In the last few years he has terrified audiences with his eerily accurate portrayal of serial killer Fred West in Appropriate Adult; been nominated for a Golden Globe in stunning period drama The Hour; and played the legendary Hemingway in recent film Genius. However, his most revered role of late has been as suave adulterer Noah Solloway in Showtime drama The Affair, which will air its third series in November. Exploring the emotional effects and fallout of an extramarital relationship between Solloway and Alison Lockhart (Ruth Wilson) after they meet in the resort town of Montauk in Long Island, the show has proved to be emotional, steamy and immensely popular, earning West a certain breed of fan. “I’m getting recognised a lot more, little side-glances.
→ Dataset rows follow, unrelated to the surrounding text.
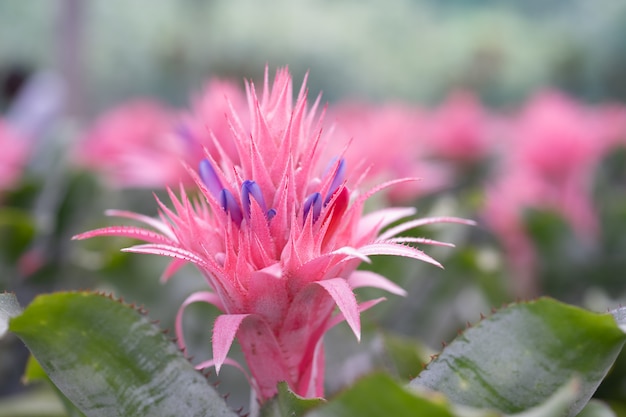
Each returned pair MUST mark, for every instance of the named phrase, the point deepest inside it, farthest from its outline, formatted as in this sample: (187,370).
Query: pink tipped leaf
(360,279)
(341,293)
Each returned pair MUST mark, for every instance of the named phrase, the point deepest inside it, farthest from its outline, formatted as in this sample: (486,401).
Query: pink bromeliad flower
(278,234)
(15,151)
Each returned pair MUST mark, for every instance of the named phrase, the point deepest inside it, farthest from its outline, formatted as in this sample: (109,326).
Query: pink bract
(278,232)
(389,142)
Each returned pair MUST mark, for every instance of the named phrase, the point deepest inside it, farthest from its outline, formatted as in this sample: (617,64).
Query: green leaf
(9,308)
(521,355)
(287,404)
(406,356)
(110,360)
(596,408)
(378,395)
(557,405)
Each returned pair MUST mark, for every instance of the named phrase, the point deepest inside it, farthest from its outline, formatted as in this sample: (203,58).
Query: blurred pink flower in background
(388,141)
(143,144)
(460,129)
(551,154)
(14,154)
(278,233)
(207,120)
(135,145)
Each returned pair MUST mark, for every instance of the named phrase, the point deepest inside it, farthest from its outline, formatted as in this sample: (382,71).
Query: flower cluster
(278,234)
And it’s happening in the strangest places. I went to a football camp with my sons during the summer and kept getting all these looks from the mums. You know those, trying to catch your eye and holding it a little too long. And you have an idea what they’re thinking,” he says with a laugh.

For his wife this perhaps, isn’t so entertaining, especially after West was reported as saying that Fitzgerald hadn’t watched the show, something he is quick to deny. “Rubbish, I said that as a joke. She’s seen it, dips in and out, it’s just my job to her, she not irrational like that. Will she watch it all? Of course not, she’s a very busy woman with a lot on her plate.” And when pressed on whether she had been on set during one of ‘those scenes’ he quips back with a chortle: “I love that, ‘those scenes’. I don’t even want to be there during those scenes!”